Charleston, W.Va. – Ruth M. Jones doesn't know what she'd do without hot meals delivered daily to her home. The 81-year-old Charleston widow can't walk or drive since a car crash nine years ago left her stricken by arthritis.
"A lot of times I can't even get into the kitchen," said Jones, who relies on her Social Security check to cover the soaring costs of food and utilities.
Those same costs are squeezing the estimated 20,000 senior nutrition programs across the country that serve Jones and millions of elderly and frail Americans.

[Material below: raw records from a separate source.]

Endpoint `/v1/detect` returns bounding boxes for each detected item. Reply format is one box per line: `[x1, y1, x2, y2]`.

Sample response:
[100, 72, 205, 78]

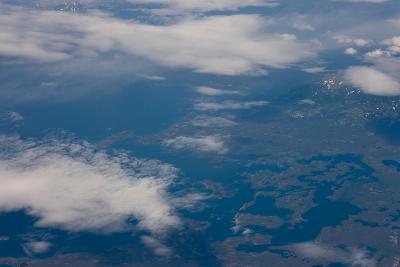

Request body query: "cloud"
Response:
[22, 241, 51, 255]
[0, 136, 191, 237]
[190, 116, 237, 127]
[4, 111, 24, 122]
[141, 235, 172, 257]
[128, 0, 278, 14]
[163, 135, 228, 154]
[0, 5, 314, 75]
[365, 49, 390, 58]
[344, 66, 400, 96]
[194, 101, 268, 111]
[292, 15, 315, 31]
[290, 242, 377, 267]
[382, 36, 400, 55]
[344, 47, 358, 55]
[333, 35, 371, 46]
[195, 86, 240, 96]
[333, 0, 392, 4]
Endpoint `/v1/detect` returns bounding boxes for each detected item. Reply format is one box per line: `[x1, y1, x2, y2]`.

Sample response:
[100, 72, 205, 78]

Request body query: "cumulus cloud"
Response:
[190, 116, 237, 127]
[344, 66, 400, 96]
[194, 101, 268, 111]
[0, 136, 189, 237]
[0, 6, 314, 75]
[195, 86, 240, 96]
[291, 242, 377, 267]
[163, 135, 228, 154]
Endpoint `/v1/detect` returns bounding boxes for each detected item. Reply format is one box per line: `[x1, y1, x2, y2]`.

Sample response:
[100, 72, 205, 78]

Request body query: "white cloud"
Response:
[292, 15, 315, 31]
[141, 235, 172, 257]
[333, 0, 392, 4]
[128, 0, 278, 14]
[291, 242, 377, 267]
[382, 36, 400, 55]
[344, 47, 358, 55]
[0, 6, 314, 75]
[344, 67, 400, 96]
[195, 86, 240, 96]
[0, 136, 189, 237]
[190, 116, 237, 127]
[302, 67, 326, 74]
[194, 101, 268, 111]
[163, 135, 228, 154]
[142, 74, 166, 81]
[22, 241, 51, 255]
[333, 35, 372, 46]
[6, 111, 24, 122]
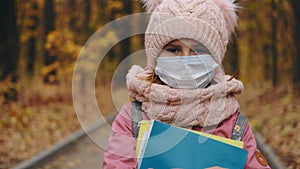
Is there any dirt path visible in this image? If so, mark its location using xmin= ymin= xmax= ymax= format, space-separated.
xmin=40 ymin=125 xmax=111 ymax=169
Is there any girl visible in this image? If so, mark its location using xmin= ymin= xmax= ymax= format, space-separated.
xmin=103 ymin=0 xmax=270 ymax=169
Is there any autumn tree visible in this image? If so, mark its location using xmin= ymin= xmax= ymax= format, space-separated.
xmin=290 ymin=0 xmax=300 ymax=94
xmin=0 ymin=0 xmax=19 ymax=79
xmin=44 ymin=0 xmax=56 ymax=65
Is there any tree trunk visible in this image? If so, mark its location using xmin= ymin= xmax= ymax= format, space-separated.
xmin=44 ymin=0 xmax=56 ymax=65
xmin=0 ymin=0 xmax=19 ymax=79
xmin=271 ymin=0 xmax=278 ymax=87
xmin=290 ymin=0 xmax=300 ymax=94
xmin=27 ymin=1 xmax=38 ymax=75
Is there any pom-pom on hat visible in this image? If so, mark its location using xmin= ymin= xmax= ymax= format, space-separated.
xmin=141 ymin=0 xmax=237 ymax=69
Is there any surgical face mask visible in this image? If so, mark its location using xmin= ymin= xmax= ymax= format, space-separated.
xmin=154 ymin=55 xmax=218 ymax=89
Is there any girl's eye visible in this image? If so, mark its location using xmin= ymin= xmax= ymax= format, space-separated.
xmin=192 ymin=48 xmax=207 ymax=55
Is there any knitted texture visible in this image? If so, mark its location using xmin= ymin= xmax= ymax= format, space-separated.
xmin=126 ymin=66 xmax=243 ymax=127
xmin=143 ymin=0 xmax=237 ymax=69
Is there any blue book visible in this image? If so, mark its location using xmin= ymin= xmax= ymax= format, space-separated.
xmin=138 ymin=121 xmax=248 ymax=169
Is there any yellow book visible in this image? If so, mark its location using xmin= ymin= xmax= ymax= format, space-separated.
xmin=136 ymin=120 xmax=244 ymax=157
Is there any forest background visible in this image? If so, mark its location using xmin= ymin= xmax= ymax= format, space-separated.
xmin=0 ymin=0 xmax=300 ymax=169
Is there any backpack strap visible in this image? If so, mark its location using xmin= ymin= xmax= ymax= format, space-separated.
xmin=231 ymin=112 xmax=248 ymax=141
xmin=131 ymin=100 xmax=143 ymax=138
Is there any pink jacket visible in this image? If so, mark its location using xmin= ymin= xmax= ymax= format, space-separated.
xmin=103 ymin=103 xmax=270 ymax=169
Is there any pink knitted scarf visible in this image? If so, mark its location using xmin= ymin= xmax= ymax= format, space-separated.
xmin=126 ymin=66 xmax=243 ymax=127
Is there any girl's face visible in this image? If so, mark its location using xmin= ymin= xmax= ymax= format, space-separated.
xmin=159 ymin=39 xmax=209 ymax=57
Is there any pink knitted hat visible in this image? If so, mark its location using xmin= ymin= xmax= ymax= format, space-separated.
xmin=141 ymin=0 xmax=237 ymax=69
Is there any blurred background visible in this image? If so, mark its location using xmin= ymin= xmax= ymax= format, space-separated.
xmin=0 ymin=0 xmax=300 ymax=169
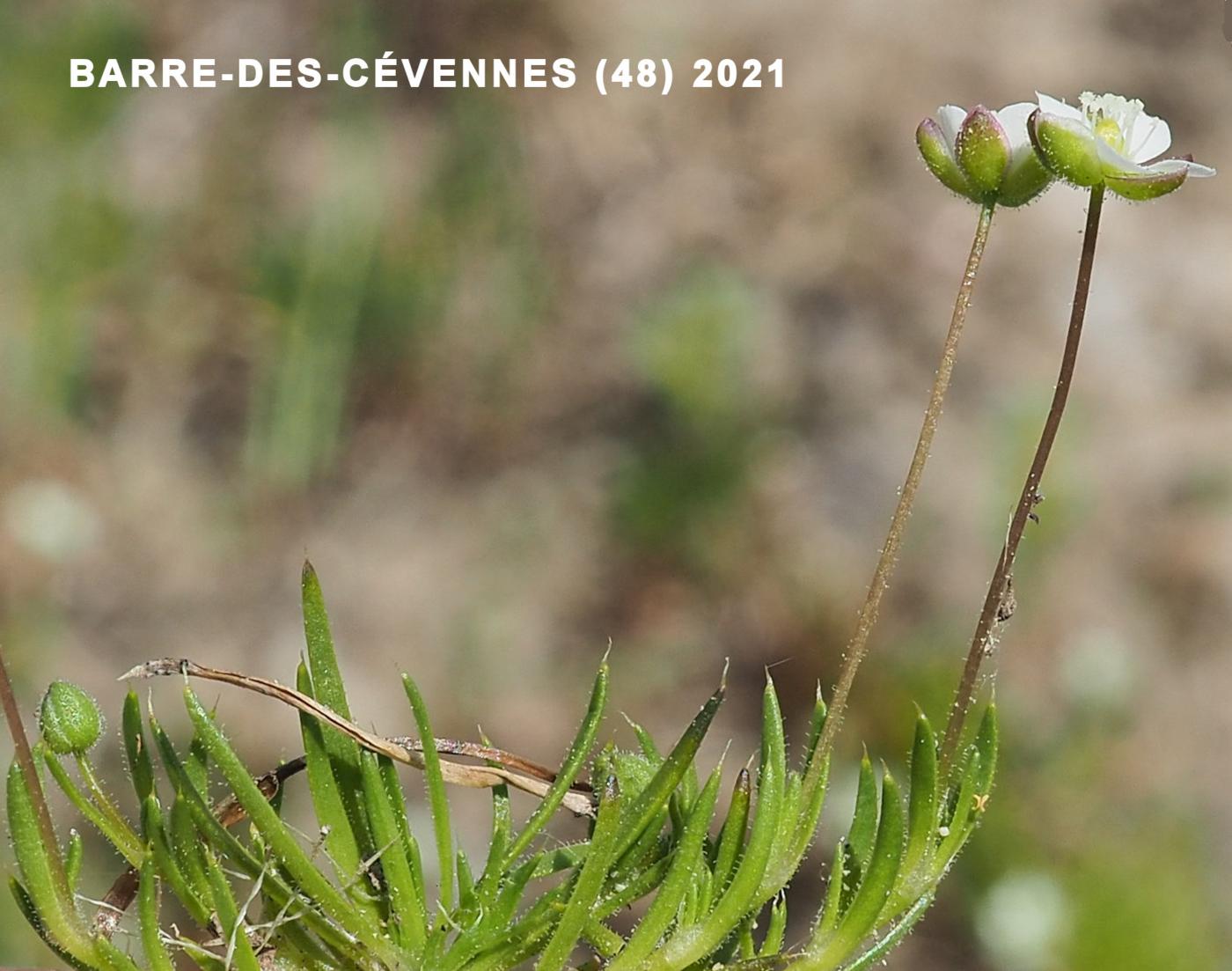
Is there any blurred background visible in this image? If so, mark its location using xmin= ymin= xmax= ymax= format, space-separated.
xmin=0 ymin=0 xmax=1232 ymax=971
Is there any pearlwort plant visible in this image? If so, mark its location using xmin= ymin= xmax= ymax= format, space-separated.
xmin=0 ymin=95 xmax=1214 ymax=971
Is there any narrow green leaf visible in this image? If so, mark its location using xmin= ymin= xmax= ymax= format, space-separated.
xmin=582 ymin=918 xmax=625 ymax=967
xmin=607 ymin=767 xmax=723 ymax=971
xmin=296 ymin=662 xmax=364 ymax=886
xmin=758 ymin=894 xmax=788 ymax=958
xmin=36 ymin=747 xmax=143 ymax=866
xmin=184 ymin=688 xmax=406 ymax=966
xmin=842 ymin=891 xmax=934 ymax=971
xmin=715 ymin=768 xmax=752 ymax=894
xmin=7 ymin=761 xmax=93 ymax=965
xmin=122 ymin=691 xmax=154 ymax=805
xmin=497 ymin=656 xmax=611 ymax=878
xmin=64 ymin=829 xmax=84 ymax=891
xmin=802 ymin=681 xmax=829 ymax=775
xmin=142 ymin=795 xmax=215 ymax=928
xmin=933 ymin=747 xmax=982 ymax=862
xmin=141 ymin=857 xmax=175 ymax=971
xmin=401 ymin=674 xmax=455 ymax=910
xmin=206 ymin=847 xmax=261 ymax=971
xmin=847 ymin=752 xmax=877 ymax=872
xmin=820 ymin=771 xmax=905 ymax=966
xmin=149 ymin=703 xmax=364 ymax=962
xmin=902 ymin=711 xmax=940 ymax=879
xmin=9 ymin=876 xmax=98 ymax=971
xmin=810 ymin=838 xmax=850 ymax=936
xmin=535 ymin=776 xmax=621 ymax=971
xmin=644 ymin=676 xmax=788 ymax=971
xmin=360 ymin=752 xmax=428 ymax=950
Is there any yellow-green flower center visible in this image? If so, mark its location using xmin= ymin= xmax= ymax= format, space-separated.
xmin=1096 ymin=114 xmax=1125 ymax=151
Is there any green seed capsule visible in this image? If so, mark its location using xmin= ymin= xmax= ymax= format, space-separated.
xmin=38 ymin=681 xmax=102 ymax=755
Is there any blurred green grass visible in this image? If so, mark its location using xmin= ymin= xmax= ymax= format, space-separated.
xmin=0 ymin=4 xmax=1232 ymax=971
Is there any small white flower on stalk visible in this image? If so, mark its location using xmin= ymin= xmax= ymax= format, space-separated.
xmin=1028 ymin=92 xmax=1214 ymax=201
xmin=915 ymin=101 xmax=1052 ymax=207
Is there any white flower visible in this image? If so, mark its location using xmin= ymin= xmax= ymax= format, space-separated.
xmin=1028 ymin=92 xmax=1214 ymax=200
xmin=915 ymin=101 xmax=1051 ymax=206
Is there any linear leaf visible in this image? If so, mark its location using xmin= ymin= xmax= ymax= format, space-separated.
xmin=607 ymin=767 xmax=723 ymax=971
xmin=535 ymin=776 xmax=622 ymax=971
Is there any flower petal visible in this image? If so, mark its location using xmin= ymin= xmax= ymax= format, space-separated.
xmin=1035 ymin=92 xmax=1087 ymax=122
xmin=1096 ymin=138 xmax=1149 ymax=175
xmin=993 ymin=101 xmax=1038 ymax=154
xmin=1143 ymin=158 xmax=1214 ymax=179
xmin=1125 ymin=114 xmax=1171 ymax=163
xmin=936 ymin=105 xmax=967 ymax=154
xmin=1105 ymin=169 xmax=1186 ymax=202
xmin=997 ymin=148 xmax=1052 ymax=209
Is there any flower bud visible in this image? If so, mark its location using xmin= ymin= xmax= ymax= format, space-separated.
xmin=38 ymin=681 xmax=102 ymax=755
xmin=955 ymin=105 xmax=1010 ymax=195
xmin=915 ymin=101 xmax=1052 ymax=207
xmin=1026 ymin=92 xmax=1214 ymax=201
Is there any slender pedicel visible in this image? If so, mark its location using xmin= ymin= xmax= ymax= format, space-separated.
xmin=940 ymin=185 xmax=1104 ymax=779
xmin=818 ymin=204 xmax=994 ymax=761
xmin=818 ymin=101 xmax=1052 ymax=764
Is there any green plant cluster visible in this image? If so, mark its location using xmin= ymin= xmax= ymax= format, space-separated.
xmin=7 ymin=567 xmax=997 ymax=971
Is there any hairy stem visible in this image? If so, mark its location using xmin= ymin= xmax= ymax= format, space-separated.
xmin=817 ymin=206 xmax=993 ymax=762
xmin=817 ymin=204 xmax=993 ymax=761
xmin=940 ymin=186 xmax=1104 ymax=779
xmin=0 ymin=648 xmax=73 ymax=901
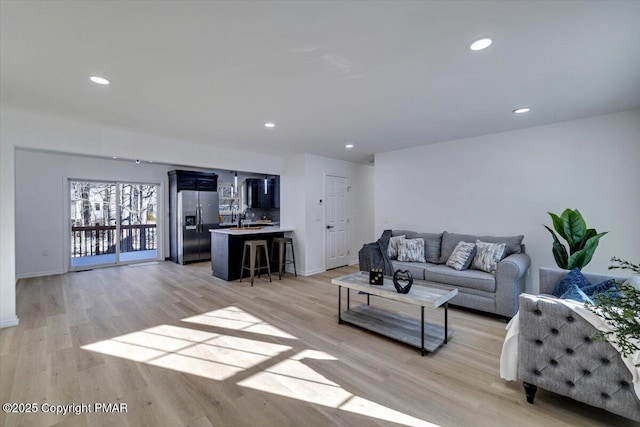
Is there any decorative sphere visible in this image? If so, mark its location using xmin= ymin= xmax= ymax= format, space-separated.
xmin=393 ymin=270 xmax=413 ymax=294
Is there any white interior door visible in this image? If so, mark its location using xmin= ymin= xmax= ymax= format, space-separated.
xmin=325 ymin=175 xmax=349 ymax=269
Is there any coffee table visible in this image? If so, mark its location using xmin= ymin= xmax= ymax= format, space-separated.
xmin=331 ymin=271 xmax=458 ymax=356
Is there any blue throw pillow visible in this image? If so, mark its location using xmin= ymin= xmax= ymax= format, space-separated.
xmin=551 ymin=268 xmax=591 ymax=298
xmin=581 ymin=279 xmax=618 ymax=297
xmin=560 ymin=285 xmax=593 ymax=304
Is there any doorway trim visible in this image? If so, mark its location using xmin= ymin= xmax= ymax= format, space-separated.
xmin=322 ymin=173 xmax=350 ymax=271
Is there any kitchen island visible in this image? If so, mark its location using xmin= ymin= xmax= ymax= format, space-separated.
xmin=209 ymin=226 xmax=293 ymax=281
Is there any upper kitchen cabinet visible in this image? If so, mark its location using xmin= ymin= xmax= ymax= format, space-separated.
xmin=169 ymin=170 xmax=218 ymax=191
xmin=247 ymin=177 xmax=280 ymax=209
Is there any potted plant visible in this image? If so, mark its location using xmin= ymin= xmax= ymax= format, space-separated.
xmin=586 ymin=257 xmax=640 ymax=366
xmin=544 ymin=209 xmax=607 ymax=270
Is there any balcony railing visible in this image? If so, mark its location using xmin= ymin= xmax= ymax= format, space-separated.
xmin=71 ymin=224 xmax=157 ymax=258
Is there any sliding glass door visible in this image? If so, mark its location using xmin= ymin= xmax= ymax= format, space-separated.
xmin=69 ymin=181 xmax=158 ymax=270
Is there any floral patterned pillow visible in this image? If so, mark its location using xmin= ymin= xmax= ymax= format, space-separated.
xmin=447 ymin=242 xmax=476 ymax=271
xmin=387 ymin=235 xmax=405 ymax=259
xmin=398 ymin=239 xmax=427 ymax=262
xmin=472 ymin=240 xmax=506 ymax=274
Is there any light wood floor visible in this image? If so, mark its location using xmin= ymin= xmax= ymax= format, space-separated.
xmin=0 ymin=262 xmax=635 ymax=427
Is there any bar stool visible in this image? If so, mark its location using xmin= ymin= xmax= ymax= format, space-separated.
xmin=240 ymin=240 xmax=271 ymax=286
xmin=271 ymin=237 xmax=298 ymax=280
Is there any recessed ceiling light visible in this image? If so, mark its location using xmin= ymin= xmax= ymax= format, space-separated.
xmin=89 ymin=76 xmax=111 ymax=85
xmin=467 ymin=37 xmax=493 ymax=50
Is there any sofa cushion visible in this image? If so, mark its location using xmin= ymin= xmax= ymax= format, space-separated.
xmin=387 ymin=234 xmax=405 ymax=259
xmin=447 ymin=242 xmax=476 ymax=271
xmin=412 ymin=233 xmax=442 ymax=264
xmin=440 ymin=231 xmax=524 ymax=264
xmin=391 ymin=230 xmax=418 ymax=239
xmin=398 ymin=239 xmax=427 ymax=262
xmin=473 ymin=240 xmax=505 ymax=274
xmin=424 ymin=265 xmax=496 ymax=292
xmin=391 ymin=260 xmax=435 ymax=280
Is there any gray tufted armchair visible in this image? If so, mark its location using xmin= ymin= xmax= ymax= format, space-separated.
xmin=518 ymin=268 xmax=640 ymax=421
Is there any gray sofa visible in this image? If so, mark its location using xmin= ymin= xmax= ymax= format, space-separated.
xmin=518 ymin=268 xmax=640 ymax=421
xmin=391 ymin=230 xmax=531 ymax=317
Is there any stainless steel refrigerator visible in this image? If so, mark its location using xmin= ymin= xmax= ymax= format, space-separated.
xmin=169 ymin=171 xmax=220 ymax=264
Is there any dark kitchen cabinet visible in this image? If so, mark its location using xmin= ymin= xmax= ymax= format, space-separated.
xmin=169 ymin=170 xmax=218 ymax=191
xmin=247 ymin=178 xmax=280 ymax=209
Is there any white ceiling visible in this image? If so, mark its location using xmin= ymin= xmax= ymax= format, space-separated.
xmin=0 ymin=1 xmax=640 ymax=162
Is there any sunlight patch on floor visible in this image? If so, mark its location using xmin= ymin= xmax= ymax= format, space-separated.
xmin=82 ymin=325 xmax=291 ymax=381
xmin=182 ymin=306 xmax=296 ymax=339
xmin=81 ymin=306 xmax=437 ymax=427
xmin=238 ymin=351 xmax=438 ymax=427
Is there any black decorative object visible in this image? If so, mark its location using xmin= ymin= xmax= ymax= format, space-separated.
xmin=393 ymin=270 xmax=413 ymax=294
xmin=369 ymin=268 xmax=384 ymax=286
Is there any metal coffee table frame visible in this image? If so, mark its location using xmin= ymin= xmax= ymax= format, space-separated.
xmin=331 ymin=272 xmax=458 ymax=356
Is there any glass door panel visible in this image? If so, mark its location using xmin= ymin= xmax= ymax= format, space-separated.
xmin=70 ymin=181 xmax=118 ymax=269
xmin=118 ymin=183 xmax=158 ymax=262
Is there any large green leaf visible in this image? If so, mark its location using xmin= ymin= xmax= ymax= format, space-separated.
xmin=544 ymin=225 xmax=569 ymax=269
xmin=547 ymin=212 xmax=567 ymax=240
xmin=567 ymin=231 xmax=607 ymax=270
xmin=576 ymin=228 xmax=598 ymax=251
xmin=560 ymin=209 xmax=587 ymax=253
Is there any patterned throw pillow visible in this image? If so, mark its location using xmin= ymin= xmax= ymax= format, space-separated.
xmin=473 ymin=240 xmax=506 ymax=274
xmin=447 ymin=242 xmax=476 ymax=270
xmin=387 ymin=235 xmax=405 ymax=259
xmin=398 ymin=239 xmax=426 ymax=262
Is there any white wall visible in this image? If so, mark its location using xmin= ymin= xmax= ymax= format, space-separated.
xmin=0 ymin=105 xmax=284 ymax=327
xmin=0 ymin=105 xmax=374 ymax=327
xmin=281 ymin=154 xmax=375 ymax=275
xmin=0 ymin=137 xmax=18 ymax=328
xmin=375 ymin=110 xmax=640 ymax=292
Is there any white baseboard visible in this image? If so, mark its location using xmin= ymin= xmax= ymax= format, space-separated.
xmin=298 ymin=268 xmax=327 ymax=277
xmin=16 ymin=270 xmax=64 ymax=280
xmin=0 ymin=316 xmax=20 ymax=329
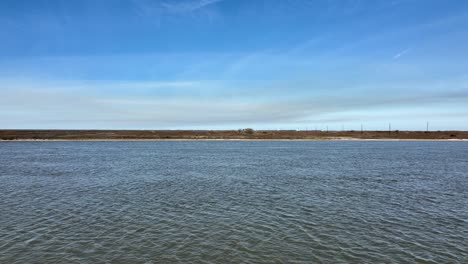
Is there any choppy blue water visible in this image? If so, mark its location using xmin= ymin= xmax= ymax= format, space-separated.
xmin=0 ymin=141 xmax=468 ymax=263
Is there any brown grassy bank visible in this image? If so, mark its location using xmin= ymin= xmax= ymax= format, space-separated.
xmin=0 ymin=130 xmax=468 ymax=140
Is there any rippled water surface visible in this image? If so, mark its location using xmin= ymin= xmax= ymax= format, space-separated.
xmin=0 ymin=141 xmax=468 ymax=263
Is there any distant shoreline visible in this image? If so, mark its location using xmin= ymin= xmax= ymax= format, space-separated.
xmin=0 ymin=138 xmax=468 ymax=142
xmin=0 ymin=129 xmax=468 ymax=142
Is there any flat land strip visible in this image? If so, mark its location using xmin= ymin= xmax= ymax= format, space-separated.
xmin=0 ymin=129 xmax=468 ymax=141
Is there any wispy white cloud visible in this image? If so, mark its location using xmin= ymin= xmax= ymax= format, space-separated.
xmin=161 ymin=0 xmax=223 ymax=13
xmin=393 ymin=49 xmax=410 ymax=60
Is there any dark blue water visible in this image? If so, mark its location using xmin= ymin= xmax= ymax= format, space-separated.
xmin=0 ymin=141 xmax=468 ymax=263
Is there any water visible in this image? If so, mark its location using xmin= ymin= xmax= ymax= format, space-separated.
xmin=0 ymin=142 xmax=468 ymax=263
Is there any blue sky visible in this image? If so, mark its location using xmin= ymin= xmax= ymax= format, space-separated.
xmin=0 ymin=0 xmax=468 ymax=130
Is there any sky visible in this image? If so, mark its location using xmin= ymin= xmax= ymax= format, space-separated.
xmin=0 ymin=0 xmax=468 ymax=130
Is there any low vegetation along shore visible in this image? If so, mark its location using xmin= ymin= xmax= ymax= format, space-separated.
xmin=0 ymin=129 xmax=468 ymax=141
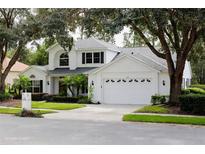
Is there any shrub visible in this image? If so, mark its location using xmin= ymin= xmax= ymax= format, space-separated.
xmin=182 ymin=89 xmax=191 ymax=95
xmin=188 ymin=88 xmax=205 ymax=94
xmin=78 ymin=96 xmax=92 ymax=104
xmin=191 ymin=84 xmax=205 ymax=90
xmin=31 ymin=93 xmax=46 ymax=101
xmin=179 ymin=94 xmax=205 ymax=115
xmin=151 ymin=95 xmax=168 ymax=105
xmin=0 ymin=92 xmax=12 ymax=101
xmin=53 ymin=96 xmax=79 ymax=103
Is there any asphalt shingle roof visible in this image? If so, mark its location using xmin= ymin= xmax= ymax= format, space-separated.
xmin=48 ymin=67 xmax=96 ymax=76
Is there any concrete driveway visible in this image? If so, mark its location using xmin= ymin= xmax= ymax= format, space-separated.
xmin=44 ymin=104 xmax=143 ymax=122
xmin=0 ymin=105 xmax=205 ymax=145
xmin=0 ymin=115 xmax=205 ymax=145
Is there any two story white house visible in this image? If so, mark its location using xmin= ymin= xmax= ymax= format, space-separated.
xmin=22 ymin=38 xmax=191 ymax=104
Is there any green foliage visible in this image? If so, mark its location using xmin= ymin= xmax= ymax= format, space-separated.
xmin=123 ymin=114 xmax=205 ymax=125
xmin=13 ymin=75 xmax=31 ymax=91
xmin=187 ymin=88 xmax=205 ymax=95
xmin=191 ymin=84 xmax=205 ymax=90
xmin=28 ymin=43 xmax=48 ymax=65
xmin=151 ymin=95 xmax=168 ymax=105
xmin=0 ymin=92 xmax=12 ymax=102
xmin=135 ymin=105 xmax=169 ymax=113
xmin=52 ymin=96 xmax=79 ymax=103
xmin=31 ymin=93 xmax=47 ymax=101
xmin=78 ymin=96 xmax=92 ymax=104
xmin=88 ymin=85 xmax=94 ymax=101
xmin=181 ymin=89 xmax=191 ymax=95
xmin=0 ymin=8 xmax=82 ymax=91
xmin=179 ymin=94 xmax=205 ymax=115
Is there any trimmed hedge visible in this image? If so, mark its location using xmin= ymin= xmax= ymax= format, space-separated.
xmin=31 ymin=93 xmax=46 ymax=101
xmin=181 ymin=89 xmax=191 ymax=95
xmin=188 ymin=88 xmax=205 ymax=95
xmin=182 ymin=88 xmax=205 ymax=95
xmin=53 ymin=96 xmax=79 ymax=103
xmin=0 ymin=92 xmax=12 ymax=102
xmin=179 ymin=94 xmax=205 ymax=115
xmin=151 ymin=95 xmax=169 ymax=105
xmin=191 ymin=84 xmax=205 ymax=90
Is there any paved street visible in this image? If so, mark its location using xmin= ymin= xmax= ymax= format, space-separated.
xmin=0 ymin=106 xmax=205 ymax=144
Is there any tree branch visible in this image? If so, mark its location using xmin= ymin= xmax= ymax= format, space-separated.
xmin=2 ymin=41 xmax=23 ymax=80
xmin=129 ymin=21 xmax=166 ymax=59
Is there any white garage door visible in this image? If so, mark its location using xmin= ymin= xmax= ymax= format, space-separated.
xmin=103 ymin=77 xmax=155 ymax=104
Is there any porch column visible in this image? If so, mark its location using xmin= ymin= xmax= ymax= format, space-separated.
xmin=48 ymin=77 xmax=54 ymax=95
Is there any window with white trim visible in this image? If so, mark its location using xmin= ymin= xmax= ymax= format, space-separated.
xmin=82 ymin=52 xmax=104 ymax=64
xmin=59 ymin=52 xmax=69 ymax=66
xmin=28 ymin=80 xmax=43 ymax=93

While most needs are still being met, advocates from California to New York worry that seniors will go hungry. They blame a nearly 20 percent increase in fuel and food prices over the past year, flat or reduced government funding, and an ailing economy that yields fewer donations.
"All of that is generating a lot of anxiety," said Bob Anderson, associate director of the Metropolitan Area Agency on Aging in Minneapolis-St. Paul.
Across the country, nearly 60 percent of the estimated 5,000 programs that belong to the Meals on Wheels Association of America have lost volunteers who can't afford gas, said Enid A. Borden, president and CEO of the program that has been providing meals to Americans in need since 1954.
Nearly half the programs have eliminated routes or consolidated meal services. Some 38 percent have switched to delivering frozen rather than hot meals, while about 30 percent are cutting personal visits from five days a week to one.
"We're in a crisis and it's just getting worse and worse," said Borden, who is urging Congress to increase money for senior nutrition programs by at least 10 percent.
Two pending bills don't come close to that amount, said Peggy Ingraham, the association's senior vice president for public policy. A House subcommittee is considering a 6.5 percent increase for senior nutrition programs for the fiscal year that begins Oct. 1, while a Senate subcommittee is considering a 5.7 percent increase. The federal earmark for the current fiscal year is $758 million.
Cuts are already inevitable in New York City, said Marcia Stein, executive director of Citymeals on Wheels, where meetings are under way this week to work out details such as who will no longer receive meals.
"We have no choice," she said. "It's like trying to take a size 10 foot and putting it into a size 7 shoe."